I would like to make the following suggestions. The first option, buying what catches your eye, is easy, straight-forward and rewarding in its own right. 

The second option, that of collecting with a specific direction in mind, takes a bit of time, thought and analysis, but the collecting might be more enjoyable and fulfilling to you, and the collection itself might have more importance from a historical perspective. 

The first step in developing a direction for collecting is to define what it is, generally, that appeals to you about the pieces of stoneware that you like. 

                   a).  Is it the form:

              - the ovoid form of the early period

              - the straight-sided form of the later periods           

       b).  Is it the decoration:

        - the cobalt, incising, coggle wheel, applied sprigging and impressed designs           

              - the intense cobalt decorations of the later periods

                   c).  Is it a part of the history of a certain geographical location or region


Having made this general determination, some research of books on the history of stoneware and other stoneware publications becomes necessary to pin point more specifically what it is that you would like to have in your collection.  For example, if you are most attracted by early form, through the reading of the history, and the looking at the pictures of early stoneware, you will be able to determine who the early potters were, where they worked, and which potters’ work you would like to collect.  If geographical location is your primary interest, research will help you learn which potters worked in the specific area that you are interested in and when they were active. 

A number of excellent books are available on this website to help you with your research.  Check your library for books and articles on stoneware.  Review old auction catalogs for pricing.  The more stoneware you see and the more you read, the better able you will be to pin point what it is, specifically, that you would like to collect. 

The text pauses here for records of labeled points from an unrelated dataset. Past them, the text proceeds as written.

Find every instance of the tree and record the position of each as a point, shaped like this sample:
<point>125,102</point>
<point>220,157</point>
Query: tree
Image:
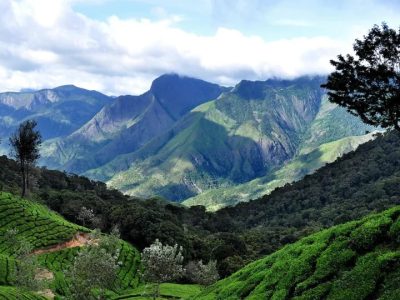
<point>86,215</point>
<point>204,274</point>
<point>368,85</point>
<point>95,267</point>
<point>162,263</point>
<point>25,143</point>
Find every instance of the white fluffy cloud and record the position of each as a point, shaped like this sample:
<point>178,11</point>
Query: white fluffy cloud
<point>45,43</point>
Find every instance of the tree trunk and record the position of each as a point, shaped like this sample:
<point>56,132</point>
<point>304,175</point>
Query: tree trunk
<point>23,180</point>
<point>27,180</point>
<point>156,293</point>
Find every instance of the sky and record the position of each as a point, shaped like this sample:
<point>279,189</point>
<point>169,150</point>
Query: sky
<point>120,46</point>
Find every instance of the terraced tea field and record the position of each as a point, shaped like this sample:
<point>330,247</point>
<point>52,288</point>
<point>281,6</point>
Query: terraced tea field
<point>56,243</point>
<point>11,293</point>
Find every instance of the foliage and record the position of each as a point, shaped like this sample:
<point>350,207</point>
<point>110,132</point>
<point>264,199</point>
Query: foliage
<point>162,263</point>
<point>203,274</point>
<point>167,291</point>
<point>26,226</point>
<point>325,265</point>
<point>7,292</point>
<point>369,85</point>
<point>339,192</point>
<point>93,268</point>
<point>25,143</point>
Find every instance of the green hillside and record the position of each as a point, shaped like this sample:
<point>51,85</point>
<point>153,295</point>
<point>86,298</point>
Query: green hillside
<point>230,149</point>
<point>11,293</point>
<point>236,138</point>
<point>295,169</point>
<point>356,260</point>
<point>127,123</point>
<point>49,234</point>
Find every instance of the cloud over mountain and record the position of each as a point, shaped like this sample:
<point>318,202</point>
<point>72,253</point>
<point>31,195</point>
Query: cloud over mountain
<point>47,43</point>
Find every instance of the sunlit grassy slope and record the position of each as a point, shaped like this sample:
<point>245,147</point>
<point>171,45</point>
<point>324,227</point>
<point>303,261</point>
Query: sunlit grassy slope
<point>295,169</point>
<point>167,291</point>
<point>43,228</point>
<point>356,260</point>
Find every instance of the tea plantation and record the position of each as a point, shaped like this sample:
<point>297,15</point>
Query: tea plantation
<point>11,293</point>
<point>43,229</point>
<point>356,260</point>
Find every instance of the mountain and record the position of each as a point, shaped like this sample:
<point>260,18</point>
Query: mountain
<point>294,170</point>
<point>247,133</point>
<point>356,260</point>
<point>360,182</point>
<point>59,111</point>
<point>128,123</point>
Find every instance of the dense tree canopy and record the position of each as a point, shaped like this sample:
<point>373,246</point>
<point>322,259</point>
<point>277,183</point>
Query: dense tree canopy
<point>25,143</point>
<point>368,84</point>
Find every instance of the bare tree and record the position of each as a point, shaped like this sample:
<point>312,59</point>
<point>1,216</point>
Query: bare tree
<point>162,263</point>
<point>25,143</point>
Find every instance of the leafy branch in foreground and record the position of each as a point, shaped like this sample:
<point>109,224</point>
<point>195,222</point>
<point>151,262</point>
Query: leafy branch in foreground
<point>162,263</point>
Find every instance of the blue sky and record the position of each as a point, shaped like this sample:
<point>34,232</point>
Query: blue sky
<point>120,46</point>
<point>270,19</point>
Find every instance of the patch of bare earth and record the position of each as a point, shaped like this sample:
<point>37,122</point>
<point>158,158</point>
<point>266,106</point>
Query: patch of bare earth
<point>45,275</point>
<point>80,239</point>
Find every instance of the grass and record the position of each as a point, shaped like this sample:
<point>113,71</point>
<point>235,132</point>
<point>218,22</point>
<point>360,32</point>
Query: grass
<point>167,291</point>
<point>356,260</point>
<point>43,228</point>
<point>11,293</point>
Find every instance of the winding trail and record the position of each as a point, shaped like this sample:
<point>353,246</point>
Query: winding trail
<point>80,239</point>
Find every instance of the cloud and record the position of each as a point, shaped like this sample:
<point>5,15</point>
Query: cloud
<point>45,43</point>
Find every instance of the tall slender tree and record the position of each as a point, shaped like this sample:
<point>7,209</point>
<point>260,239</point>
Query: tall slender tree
<point>25,143</point>
<point>368,84</point>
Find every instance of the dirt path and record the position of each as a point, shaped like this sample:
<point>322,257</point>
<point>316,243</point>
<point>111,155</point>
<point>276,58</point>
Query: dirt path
<point>45,275</point>
<point>79,239</point>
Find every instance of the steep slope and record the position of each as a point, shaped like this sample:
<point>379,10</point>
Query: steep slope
<point>54,242</point>
<point>332,133</point>
<point>353,186</point>
<point>294,170</point>
<point>245,134</point>
<point>58,111</point>
<point>356,260</point>
<point>128,123</point>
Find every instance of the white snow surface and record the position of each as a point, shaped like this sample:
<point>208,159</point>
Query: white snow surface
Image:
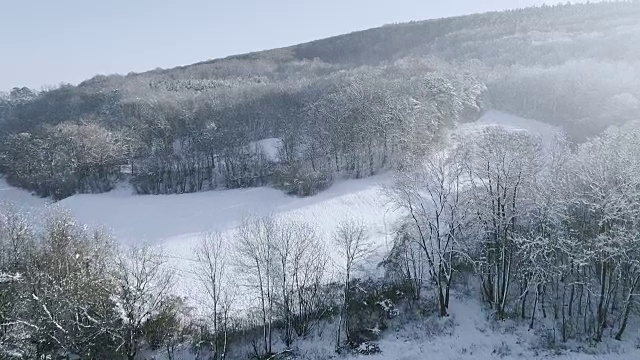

After the decisions have been made and your direction clear, consider how important condition is to you.  Keeping in mind that a vast majority of historical stoneware was utilitarian, will a rim chip, tight-line or kiln flaws prevent you from purchasing a rare mark or unique decoration? 

I would like to suggest to you that if you find a piece of stoneware that would fit well in your collection but the condition is not exactly what you would like it to be, you may want to purchase it in spite of its flaws.  If you later find that same piece in great condition, the first one could be sold.  You might look back someday, as I have, never having found the perfect example, and be glad that you did make that first purchase. 

Finally, find reputable dealers that are worthy of your trust.  What is their background?  What is their area of expertise?  A good, solid dealer will be knowledgeable and willing to take the time to answer your questions about a piece’s attribution and repair.  Reputable dealers will always guarantee, in writing, a general description of the piece, its damage and restoration and stand behind it 100%.


Good luck to all, and happy hunting!